Where's it Up?
WonderProxy is proud to present Where's it Up?, a new tool to help system administrators determine whether or not their site is up from around the world. The tool accepts a URL, and allows you to select global locations. It then attempts to connect to the given server and issue a HEAD request from the global locations you selected, and reports the results.
- Servers around the world
- Local DNS resolution on each server
- Reports IP and timing information
- Follows a reasonable number of redirects
- PHP with pecl_http
How it Works
Building a reasonably robust application was trivial, thanks to being able to leverage the great technology built by others. When a request is received, an intermediate script does some basic checking, then passes off a number of jobs to Gearman (one per location requested), the job ID is handed back to the user and results will be displayed via ajax. In the background Supervisord keeps five workers running all the time, they basically spin waiting for new work. When a job arrives they first check to see if there's a recently cached result in memcached. Failing that an SSH tunnel is used to connect to the requested server, the request is issued with curl, and the results parsed. This result information is pushed into memcached.
On the client side, requests are made back to the server including the job id, and already obtained results. New results are handed off as they become available.

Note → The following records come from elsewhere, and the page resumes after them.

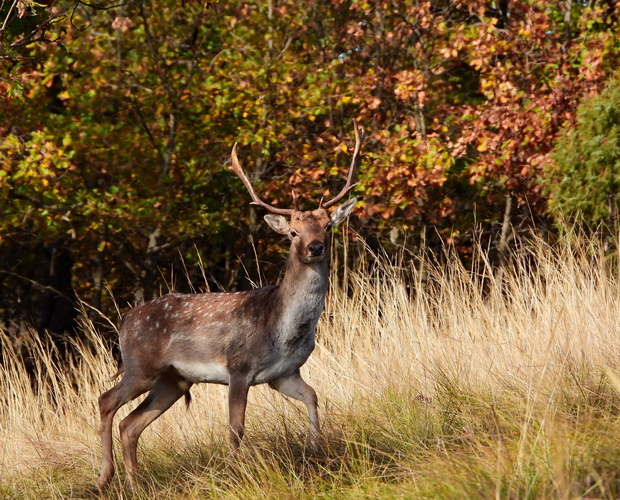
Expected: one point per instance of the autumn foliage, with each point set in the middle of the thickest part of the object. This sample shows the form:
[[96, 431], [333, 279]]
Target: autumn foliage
[[118, 126]]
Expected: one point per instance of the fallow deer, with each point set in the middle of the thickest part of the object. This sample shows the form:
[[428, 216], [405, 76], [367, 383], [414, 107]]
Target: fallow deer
[[236, 339]]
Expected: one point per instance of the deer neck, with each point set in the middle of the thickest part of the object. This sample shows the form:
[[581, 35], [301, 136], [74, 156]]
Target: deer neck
[[302, 294]]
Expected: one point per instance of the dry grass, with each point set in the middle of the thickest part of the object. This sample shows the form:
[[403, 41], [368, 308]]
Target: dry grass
[[458, 390]]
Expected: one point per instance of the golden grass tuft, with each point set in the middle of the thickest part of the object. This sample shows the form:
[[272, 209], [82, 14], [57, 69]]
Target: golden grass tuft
[[455, 384]]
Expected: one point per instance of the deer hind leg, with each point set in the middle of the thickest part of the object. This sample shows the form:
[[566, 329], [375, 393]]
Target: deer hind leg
[[237, 401], [294, 386], [161, 397], [109, 403]]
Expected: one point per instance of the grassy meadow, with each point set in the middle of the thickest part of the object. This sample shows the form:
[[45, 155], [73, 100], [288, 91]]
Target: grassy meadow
[[446, 383]]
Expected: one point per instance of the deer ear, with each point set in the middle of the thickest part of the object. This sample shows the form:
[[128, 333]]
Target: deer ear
[[278, 223], [342, 212]]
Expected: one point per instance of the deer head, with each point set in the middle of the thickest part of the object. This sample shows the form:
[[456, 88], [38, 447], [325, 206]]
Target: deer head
[[309, 231]]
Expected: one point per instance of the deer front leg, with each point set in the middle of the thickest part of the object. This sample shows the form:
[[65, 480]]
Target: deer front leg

The system also uses memcached to throttle incoming requests from a given IP based on the example given by Simon Willison. In this case I'm actually using Swatch Beat time to manage the count; the edge case over midnight is quite easy.

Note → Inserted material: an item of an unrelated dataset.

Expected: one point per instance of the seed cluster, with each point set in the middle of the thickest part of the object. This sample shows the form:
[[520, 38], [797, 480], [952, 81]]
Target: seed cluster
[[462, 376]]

Gearman is helpful in this case for three reasons: it provides great separation between the client requesting the work, and the workers actually completing it. It also trivially allows for multiple workers to be used in the resolution of requests. Finally, it provides a very effective work queue; when the site is under heavy load it will just take a bit longer to resolve requests. A small side benefit is the ability to pull down all the workers, update the worker script, then restart them, all without affecting the jobs in queue (except for the momentary delay).

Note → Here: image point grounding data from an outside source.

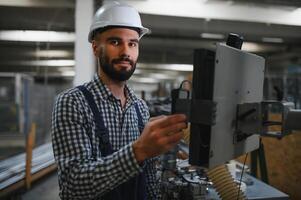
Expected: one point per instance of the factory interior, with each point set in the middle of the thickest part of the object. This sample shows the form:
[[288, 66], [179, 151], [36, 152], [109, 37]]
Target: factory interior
[[44, 50]]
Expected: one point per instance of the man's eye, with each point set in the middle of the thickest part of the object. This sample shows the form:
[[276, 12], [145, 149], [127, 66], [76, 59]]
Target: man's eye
[[133, 44], [114, 42]]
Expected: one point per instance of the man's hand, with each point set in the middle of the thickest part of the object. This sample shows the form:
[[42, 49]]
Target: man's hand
[[159, 136]]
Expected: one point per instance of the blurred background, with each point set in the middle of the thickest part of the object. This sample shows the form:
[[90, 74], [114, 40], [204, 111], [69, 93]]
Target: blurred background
[[44, 50]]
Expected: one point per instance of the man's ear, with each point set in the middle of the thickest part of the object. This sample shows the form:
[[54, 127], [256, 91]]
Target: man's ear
[[95, 47]]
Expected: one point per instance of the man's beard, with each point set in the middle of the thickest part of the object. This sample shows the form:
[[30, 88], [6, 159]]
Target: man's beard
[[117, 75]]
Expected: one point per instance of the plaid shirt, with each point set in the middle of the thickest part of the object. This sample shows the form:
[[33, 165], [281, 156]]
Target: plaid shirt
[[82, 176]]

Memcached is helpful as it's a quick place to store the values that handles expiry for me automagically. In this particular case, as there's a single server involved, something like APC would provider a thinner solution, however I have a lot of experience building apps with Memcached as a storage engine, and not much using APC.
Supervisord is helpful as it keeps the workers running, starts them up after they crash (hasn't happened yet) and on machine boot. The dAmonize your PHP post by Sean Coates was incredibly helpful in getting this going.
SSH is helpful as it allows us to display accurate timing information from that machine to the requested location. We could use our own proxies directly, but then we're dealing with the time to connect from Washington - Sydney - Your website. That extra bit of math in the middle is only moderately tricky, but more importantly: inconsistent. The tunnel lets us execute the commands directly on the remote server.
Why we built it
We've used tools in the past that allow us to quickly check if a site is up or down. They're nifty, but these days many sites are using anycast DNS to publish different IPs globally, with multiple servers and multiple data centers. Simple tools simply aren't able to adequately express whether or not a site is up, or down. By leveraging the network of servers we already had, building a more advanced and complete tool was easy.